There are better ways to help address the problems of welfare recipients with serious employment barriers than letting the minimum wage for all workers remain at a level that makes it extremely difficult to achieve self-sufficiency. Because there are substantial amounts of unspent TANF and Welfare-to-Work block grant funds in many states and localities, it seems wiser for states to invest more in families facing the most serious barriers to employment and to prepare them for work than to hope such families will find work by keeping the minimum wage at $5.15 an hour.
Thank you again.
1. Pamela Loprest, "Families that Left Welfare: Who Are They and How Are they Doing?" Urban Institute, August 1999.

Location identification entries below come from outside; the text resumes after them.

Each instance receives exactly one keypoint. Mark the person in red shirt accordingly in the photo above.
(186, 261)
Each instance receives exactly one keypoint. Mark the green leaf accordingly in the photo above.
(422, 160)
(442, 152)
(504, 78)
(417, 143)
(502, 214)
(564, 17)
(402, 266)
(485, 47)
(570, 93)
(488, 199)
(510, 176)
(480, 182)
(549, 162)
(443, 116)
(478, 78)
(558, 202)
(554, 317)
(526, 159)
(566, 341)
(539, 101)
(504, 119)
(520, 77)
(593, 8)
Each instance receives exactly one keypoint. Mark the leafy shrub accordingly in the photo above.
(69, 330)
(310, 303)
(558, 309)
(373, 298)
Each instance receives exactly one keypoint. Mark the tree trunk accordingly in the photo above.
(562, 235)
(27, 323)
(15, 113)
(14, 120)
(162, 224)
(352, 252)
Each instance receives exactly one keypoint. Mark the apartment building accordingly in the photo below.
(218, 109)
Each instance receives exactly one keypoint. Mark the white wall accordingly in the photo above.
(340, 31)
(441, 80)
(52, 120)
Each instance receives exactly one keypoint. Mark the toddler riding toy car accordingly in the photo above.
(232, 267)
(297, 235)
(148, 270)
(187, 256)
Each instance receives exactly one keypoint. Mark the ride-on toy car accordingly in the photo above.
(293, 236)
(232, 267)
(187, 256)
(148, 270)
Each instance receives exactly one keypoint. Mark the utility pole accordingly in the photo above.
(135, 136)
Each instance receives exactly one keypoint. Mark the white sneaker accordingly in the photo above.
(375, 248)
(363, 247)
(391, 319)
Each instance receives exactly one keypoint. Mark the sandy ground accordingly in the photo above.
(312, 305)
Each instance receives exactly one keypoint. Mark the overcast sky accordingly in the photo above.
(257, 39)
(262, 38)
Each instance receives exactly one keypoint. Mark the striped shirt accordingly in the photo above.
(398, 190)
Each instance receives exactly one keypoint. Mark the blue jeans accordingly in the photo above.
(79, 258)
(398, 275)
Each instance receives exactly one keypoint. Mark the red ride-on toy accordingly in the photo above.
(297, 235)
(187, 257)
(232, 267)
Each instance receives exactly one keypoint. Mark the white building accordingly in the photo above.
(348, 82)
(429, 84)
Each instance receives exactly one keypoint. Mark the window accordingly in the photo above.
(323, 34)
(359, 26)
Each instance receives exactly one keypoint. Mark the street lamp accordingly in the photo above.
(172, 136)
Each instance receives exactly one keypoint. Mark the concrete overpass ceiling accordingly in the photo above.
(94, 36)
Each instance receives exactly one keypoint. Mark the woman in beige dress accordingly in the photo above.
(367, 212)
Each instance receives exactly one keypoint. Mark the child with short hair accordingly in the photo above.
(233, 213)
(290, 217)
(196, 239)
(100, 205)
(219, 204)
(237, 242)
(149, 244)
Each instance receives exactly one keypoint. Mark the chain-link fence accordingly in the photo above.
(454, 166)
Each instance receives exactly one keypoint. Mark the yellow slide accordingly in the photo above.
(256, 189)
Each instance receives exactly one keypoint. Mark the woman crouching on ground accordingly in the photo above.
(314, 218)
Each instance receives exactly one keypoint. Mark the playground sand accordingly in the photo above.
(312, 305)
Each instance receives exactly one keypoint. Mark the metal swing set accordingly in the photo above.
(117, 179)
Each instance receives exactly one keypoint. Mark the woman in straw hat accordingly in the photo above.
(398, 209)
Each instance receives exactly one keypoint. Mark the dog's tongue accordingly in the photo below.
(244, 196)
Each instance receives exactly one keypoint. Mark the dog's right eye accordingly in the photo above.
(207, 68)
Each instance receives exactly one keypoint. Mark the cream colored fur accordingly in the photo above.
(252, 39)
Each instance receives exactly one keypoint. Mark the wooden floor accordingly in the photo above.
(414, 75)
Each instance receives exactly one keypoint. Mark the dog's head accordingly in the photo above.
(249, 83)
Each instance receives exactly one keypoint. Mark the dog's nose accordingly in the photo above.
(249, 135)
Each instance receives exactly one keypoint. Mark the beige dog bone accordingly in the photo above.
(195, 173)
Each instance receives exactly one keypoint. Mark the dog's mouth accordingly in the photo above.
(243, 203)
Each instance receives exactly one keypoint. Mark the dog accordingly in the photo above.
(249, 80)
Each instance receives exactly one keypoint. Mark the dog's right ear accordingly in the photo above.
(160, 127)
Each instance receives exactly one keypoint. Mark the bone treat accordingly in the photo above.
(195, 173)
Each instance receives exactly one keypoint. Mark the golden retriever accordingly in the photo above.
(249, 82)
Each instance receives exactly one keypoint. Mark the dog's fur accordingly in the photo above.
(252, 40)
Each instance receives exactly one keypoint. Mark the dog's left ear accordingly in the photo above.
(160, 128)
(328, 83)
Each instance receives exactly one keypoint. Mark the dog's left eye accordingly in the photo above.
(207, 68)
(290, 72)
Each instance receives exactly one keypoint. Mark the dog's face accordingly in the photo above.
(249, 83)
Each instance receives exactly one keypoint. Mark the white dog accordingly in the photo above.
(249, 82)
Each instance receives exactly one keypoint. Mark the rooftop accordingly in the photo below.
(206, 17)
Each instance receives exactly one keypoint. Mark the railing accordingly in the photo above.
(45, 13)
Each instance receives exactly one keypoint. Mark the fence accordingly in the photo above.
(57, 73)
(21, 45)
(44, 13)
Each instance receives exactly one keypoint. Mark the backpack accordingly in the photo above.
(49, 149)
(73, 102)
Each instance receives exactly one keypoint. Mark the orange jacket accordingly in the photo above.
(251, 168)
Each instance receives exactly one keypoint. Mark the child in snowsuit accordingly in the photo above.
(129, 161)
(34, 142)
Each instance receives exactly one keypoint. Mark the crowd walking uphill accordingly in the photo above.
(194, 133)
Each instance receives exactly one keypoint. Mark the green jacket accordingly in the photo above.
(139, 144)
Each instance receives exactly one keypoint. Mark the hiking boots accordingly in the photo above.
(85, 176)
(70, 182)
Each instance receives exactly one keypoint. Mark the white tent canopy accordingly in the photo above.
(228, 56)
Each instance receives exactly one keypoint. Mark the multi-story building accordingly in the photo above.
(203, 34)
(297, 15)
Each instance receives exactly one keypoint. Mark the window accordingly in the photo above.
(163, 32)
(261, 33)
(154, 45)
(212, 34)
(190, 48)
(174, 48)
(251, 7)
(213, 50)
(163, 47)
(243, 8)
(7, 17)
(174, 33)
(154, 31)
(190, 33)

2. See, for example, Jared Bernstein and John Schmitt, Making Work Pay: The Impact of the 1996-97 Minimum Wage Increase, Economic Policy Institute, Washington, D.C., May 1998; and David Card and Alan Krueger, "Minimum Wages and Employment: a Case Study of the Fast Food Industry in New Jersey and Pennsylvania," American Economics Review, September 1984, and "A Reanalysis of the Effect of the New Jersey Minimum Wage Increase on the Fast-Food Industry with Representative Payroll Data," Princeton University, January 1998.
3. See Mark Turner, "The Effects of Minimum Wages on Welfare Dependency," Urban Institute and Johns Hopkins University, June 1999; and Council of Economic Advisers, "The Effects of Welfare Policy and the Economic Expansion on Welfare Caseloads: An Update," August 3, 1999.